Comparing (1.6) and (1.5) yields the theorem. $\Box$

As our final consideration in this section, we turn to the equivalence relation introduced in Example 1.1.3. We recall that $a \equiv b$ (mod $m$) means $m\vert (a - b)$.

We next note that any integer a is congruent modulo $m$ to one of the integers $0, 1, 2, ..., m - 1$. For by the Division Algorithm, we can write $a = qm + r$, where $0 \leq r < m$, so $a - r = qm$, i.e., $a \equiv r$ mod $m$, where $0 \leq r < m$.

We therefore have $m$ distinct equivalence classes $[0]$, $[1]$, $[2]$, ..., $[m - 1]$ such that any integer is in one of these classes, and the classes are disjoint. The equivalence classes for this special equivalence relation are usually called residue classes modulo $m$, and a set of elements, exactly one from each class, is referred to as a complete residue system modulo $m$.

We shall now establish a few properties of the congruence relation.

Theorem 1.2.12   If $a \equiv b$ (mod $m$) and $c \equiv d$ (mod $m$) then

(1)

$a + c \equiv b + d$ (mod $m$),

(2)

$ac \equiv bd$ (mod $m$).

Proof: For (1), $m\vert (a - b)$ and $m\vert (c - d)$ imply $m\vert (a - b + c - d)$, i.e., $m\vert( a + c - (b + d))$ which is equivalent to (1). For (2), $m\vert (c - d)$ and $m\vert (a - b)$ imply $m\vert a(c - d)$ and $m\vert d(a - b)$. Thus $m\vert a(c - d) + d(a - b)$ or $m\vert (ac - bd)$, which is equivalent to (2). $\Box$

Thus with regard to addition and multiplication, the congruence relationship behaves like equality. This ceases to be the case with divisibility; e.g., it does not follow from $ac \equiv bc$ (mod $m$) that $a \equiv b$ (mod $m$). For example $9 \equiv 6$ (mod $3$) but $3\not\equiv 2$ (mod $3$). We do, however, have the following theorem pertaining to division.

Theorem 1.2.13   If $ac \equiv bc$ (mod $m$) and if $d = gcd (c,m)$, then $a \equiv b$ (mod $\frac{m}{d}$).

Proof: By the hypothesis, $m\vert c(a - b)$.

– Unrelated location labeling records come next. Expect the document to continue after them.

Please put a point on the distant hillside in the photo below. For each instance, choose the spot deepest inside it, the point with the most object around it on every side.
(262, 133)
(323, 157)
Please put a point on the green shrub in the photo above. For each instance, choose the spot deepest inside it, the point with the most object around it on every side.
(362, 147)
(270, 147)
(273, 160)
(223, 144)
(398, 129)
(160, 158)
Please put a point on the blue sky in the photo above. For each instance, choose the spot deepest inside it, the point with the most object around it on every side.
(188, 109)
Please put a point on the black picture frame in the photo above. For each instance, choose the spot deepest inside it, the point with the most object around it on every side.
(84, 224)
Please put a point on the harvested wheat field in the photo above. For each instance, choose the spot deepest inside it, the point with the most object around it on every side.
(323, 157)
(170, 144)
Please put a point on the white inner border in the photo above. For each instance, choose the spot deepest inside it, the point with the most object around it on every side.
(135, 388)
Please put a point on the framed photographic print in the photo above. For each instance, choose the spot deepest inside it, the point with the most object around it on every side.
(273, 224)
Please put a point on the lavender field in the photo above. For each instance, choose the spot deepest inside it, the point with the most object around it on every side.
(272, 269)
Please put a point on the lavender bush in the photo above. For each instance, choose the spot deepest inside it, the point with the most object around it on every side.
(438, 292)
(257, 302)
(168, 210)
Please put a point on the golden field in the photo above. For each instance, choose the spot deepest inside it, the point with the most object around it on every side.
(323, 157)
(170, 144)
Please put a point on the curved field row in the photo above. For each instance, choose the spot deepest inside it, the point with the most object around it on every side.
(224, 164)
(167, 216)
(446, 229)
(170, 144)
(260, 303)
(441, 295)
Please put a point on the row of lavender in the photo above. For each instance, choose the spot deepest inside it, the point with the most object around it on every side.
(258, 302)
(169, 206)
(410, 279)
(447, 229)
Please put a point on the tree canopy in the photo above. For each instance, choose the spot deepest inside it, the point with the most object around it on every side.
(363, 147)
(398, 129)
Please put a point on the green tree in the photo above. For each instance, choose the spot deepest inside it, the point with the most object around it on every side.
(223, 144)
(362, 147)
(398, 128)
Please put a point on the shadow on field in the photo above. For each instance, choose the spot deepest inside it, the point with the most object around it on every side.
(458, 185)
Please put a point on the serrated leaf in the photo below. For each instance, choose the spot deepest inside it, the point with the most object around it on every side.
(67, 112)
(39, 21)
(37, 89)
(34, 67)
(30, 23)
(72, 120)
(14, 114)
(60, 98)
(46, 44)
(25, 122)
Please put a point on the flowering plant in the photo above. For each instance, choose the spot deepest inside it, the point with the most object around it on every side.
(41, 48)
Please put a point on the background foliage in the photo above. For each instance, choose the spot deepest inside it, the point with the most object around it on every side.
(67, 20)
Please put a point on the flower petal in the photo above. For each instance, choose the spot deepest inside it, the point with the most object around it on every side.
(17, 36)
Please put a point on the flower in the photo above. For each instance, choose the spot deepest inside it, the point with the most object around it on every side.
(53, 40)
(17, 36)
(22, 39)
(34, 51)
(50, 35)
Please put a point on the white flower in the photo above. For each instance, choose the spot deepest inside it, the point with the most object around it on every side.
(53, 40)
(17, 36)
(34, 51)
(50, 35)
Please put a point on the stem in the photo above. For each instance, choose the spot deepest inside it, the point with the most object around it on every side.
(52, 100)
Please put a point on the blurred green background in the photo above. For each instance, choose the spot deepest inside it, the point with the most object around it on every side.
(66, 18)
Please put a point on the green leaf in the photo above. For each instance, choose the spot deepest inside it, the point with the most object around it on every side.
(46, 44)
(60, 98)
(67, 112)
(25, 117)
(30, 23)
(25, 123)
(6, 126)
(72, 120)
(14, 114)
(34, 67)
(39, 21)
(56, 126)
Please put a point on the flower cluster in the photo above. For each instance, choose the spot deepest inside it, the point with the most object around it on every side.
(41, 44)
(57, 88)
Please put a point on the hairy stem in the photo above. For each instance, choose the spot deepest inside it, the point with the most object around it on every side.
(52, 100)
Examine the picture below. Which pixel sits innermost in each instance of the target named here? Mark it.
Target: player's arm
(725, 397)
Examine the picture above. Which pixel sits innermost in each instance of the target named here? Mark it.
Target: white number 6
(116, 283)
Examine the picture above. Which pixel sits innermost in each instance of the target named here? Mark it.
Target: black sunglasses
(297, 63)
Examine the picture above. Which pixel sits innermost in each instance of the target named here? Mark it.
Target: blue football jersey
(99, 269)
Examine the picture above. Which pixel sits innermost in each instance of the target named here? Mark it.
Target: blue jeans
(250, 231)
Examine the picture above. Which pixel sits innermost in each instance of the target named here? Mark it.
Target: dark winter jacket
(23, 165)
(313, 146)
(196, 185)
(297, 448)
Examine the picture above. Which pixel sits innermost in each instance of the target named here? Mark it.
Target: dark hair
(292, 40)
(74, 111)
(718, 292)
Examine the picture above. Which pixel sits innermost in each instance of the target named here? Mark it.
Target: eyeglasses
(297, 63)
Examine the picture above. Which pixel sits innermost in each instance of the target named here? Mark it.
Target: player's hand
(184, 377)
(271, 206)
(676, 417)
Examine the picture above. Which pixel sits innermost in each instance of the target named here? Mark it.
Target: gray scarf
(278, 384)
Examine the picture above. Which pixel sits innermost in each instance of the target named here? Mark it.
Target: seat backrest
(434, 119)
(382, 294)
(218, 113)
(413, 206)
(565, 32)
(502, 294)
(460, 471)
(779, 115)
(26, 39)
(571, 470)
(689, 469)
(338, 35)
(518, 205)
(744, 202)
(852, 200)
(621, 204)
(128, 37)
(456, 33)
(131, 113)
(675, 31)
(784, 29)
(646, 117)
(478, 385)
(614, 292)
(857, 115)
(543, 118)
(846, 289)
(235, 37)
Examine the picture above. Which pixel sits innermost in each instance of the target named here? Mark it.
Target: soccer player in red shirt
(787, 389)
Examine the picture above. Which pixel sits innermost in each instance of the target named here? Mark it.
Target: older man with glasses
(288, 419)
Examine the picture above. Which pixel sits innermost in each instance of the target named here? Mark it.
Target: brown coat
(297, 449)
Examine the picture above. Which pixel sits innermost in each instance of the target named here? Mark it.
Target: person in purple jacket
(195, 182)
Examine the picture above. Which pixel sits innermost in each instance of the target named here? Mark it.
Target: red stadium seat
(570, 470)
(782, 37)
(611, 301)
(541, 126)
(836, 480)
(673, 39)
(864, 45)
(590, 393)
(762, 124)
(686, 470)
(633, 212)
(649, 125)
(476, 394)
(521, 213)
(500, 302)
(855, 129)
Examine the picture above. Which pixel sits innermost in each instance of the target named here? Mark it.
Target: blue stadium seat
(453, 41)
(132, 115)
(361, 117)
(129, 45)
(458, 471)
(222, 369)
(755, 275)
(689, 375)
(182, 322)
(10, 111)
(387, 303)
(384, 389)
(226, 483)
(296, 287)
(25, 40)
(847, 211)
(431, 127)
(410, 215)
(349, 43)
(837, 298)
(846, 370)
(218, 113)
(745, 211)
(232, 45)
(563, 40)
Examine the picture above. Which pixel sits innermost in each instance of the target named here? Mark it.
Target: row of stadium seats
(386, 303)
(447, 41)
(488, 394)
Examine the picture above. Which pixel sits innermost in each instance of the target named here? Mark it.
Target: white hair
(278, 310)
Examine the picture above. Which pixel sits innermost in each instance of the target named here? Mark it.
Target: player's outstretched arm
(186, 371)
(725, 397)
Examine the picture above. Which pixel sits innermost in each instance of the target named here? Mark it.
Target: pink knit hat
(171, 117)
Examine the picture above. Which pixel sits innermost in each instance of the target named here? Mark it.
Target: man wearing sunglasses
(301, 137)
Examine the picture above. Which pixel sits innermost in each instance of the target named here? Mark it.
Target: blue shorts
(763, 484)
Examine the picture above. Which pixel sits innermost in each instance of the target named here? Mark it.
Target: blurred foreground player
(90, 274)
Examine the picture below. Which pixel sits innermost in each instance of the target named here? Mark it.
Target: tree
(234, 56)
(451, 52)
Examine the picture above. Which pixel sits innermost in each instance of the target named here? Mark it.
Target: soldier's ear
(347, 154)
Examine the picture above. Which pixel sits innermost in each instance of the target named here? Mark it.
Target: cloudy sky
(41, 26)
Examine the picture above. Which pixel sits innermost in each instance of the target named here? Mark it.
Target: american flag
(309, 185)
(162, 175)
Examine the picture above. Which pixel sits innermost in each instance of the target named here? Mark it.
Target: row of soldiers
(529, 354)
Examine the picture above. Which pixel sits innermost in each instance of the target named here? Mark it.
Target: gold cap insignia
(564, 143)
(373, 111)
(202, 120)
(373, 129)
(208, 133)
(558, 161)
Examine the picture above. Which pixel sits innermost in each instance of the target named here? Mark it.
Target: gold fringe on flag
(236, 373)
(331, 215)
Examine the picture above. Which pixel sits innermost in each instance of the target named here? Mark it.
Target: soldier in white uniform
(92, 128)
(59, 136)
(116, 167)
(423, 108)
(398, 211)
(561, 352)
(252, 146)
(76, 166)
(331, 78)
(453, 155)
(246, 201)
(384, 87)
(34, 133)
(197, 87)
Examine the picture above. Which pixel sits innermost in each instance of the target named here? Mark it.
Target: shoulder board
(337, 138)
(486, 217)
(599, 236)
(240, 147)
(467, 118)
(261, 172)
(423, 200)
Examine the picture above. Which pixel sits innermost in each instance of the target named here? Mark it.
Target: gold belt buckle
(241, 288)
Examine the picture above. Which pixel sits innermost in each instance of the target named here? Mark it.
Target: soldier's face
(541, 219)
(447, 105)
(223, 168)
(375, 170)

Let $c = dc'$ and $m = dm'$ where $c' , m'\in \mathbb{Z}$, and $gcd (c' ,m' ) = 1$ by the Corollary 1.2.7. Then $dm'\vert dc (a- b)$, or $m'\vert c' (a - b)$. Since $(c' ,m' ) = 1$, Theorem 1.2.8 implies that $m' \vert (a - b)$. This means that $a \equiv b$ (mod $m'$) and since $m' = \frac{m}{d}$ this completes the proof. $\Box$

We can see from this theorem that should $gcd (c,m) = 1$ (i.e., if $c$ and $m$ are relatively prime), then we can divide by $c$ in a relationship of the form $ac \equiv bc$ (mod $m$).

Definition 1.2.14   If $n$ is a positive integer, the Euler $\phi$-function, $\phi(n)$ is defined to be the number of positive integers less than or equal to n and relatively prime to n.

One can show, that if $gcd (m,n) = 1$, then $\phi(mn) = \phi(m)\phi(n)$. Such functions are called multiplicative. (See Theorem 9.2.5.)

Finally, suppose that $a$ is an integer prime to the positive integer $m$, i.e., $gcd (a,m) = 1$. We claim that every element of the residue class $[a]$ is also prime to $m$. Thus suppose that $b\in [a]$, so $b \equiv a$ (mod $m$). If $d = gcd (b,m)$, then since $m\vert (b - a)$, $d \vert(b - a)$, but $d\vert b$, so $d\vert a$. Consequently, $d\vert a$ and $d\vert m$ which implies $d = 1$ since $gcd (a,m) = 1$. On the basis of this it makes sense to say that a residue class is prime to $m$. We know that there are $\phi(m)$ residue classes prime to $m$, and a set of elements, exactly one from each of these classes, is called a reduced residue system modulo $m$.

We shall denote the set of residue classes prime to $m$ by ${\cal R} (m)$.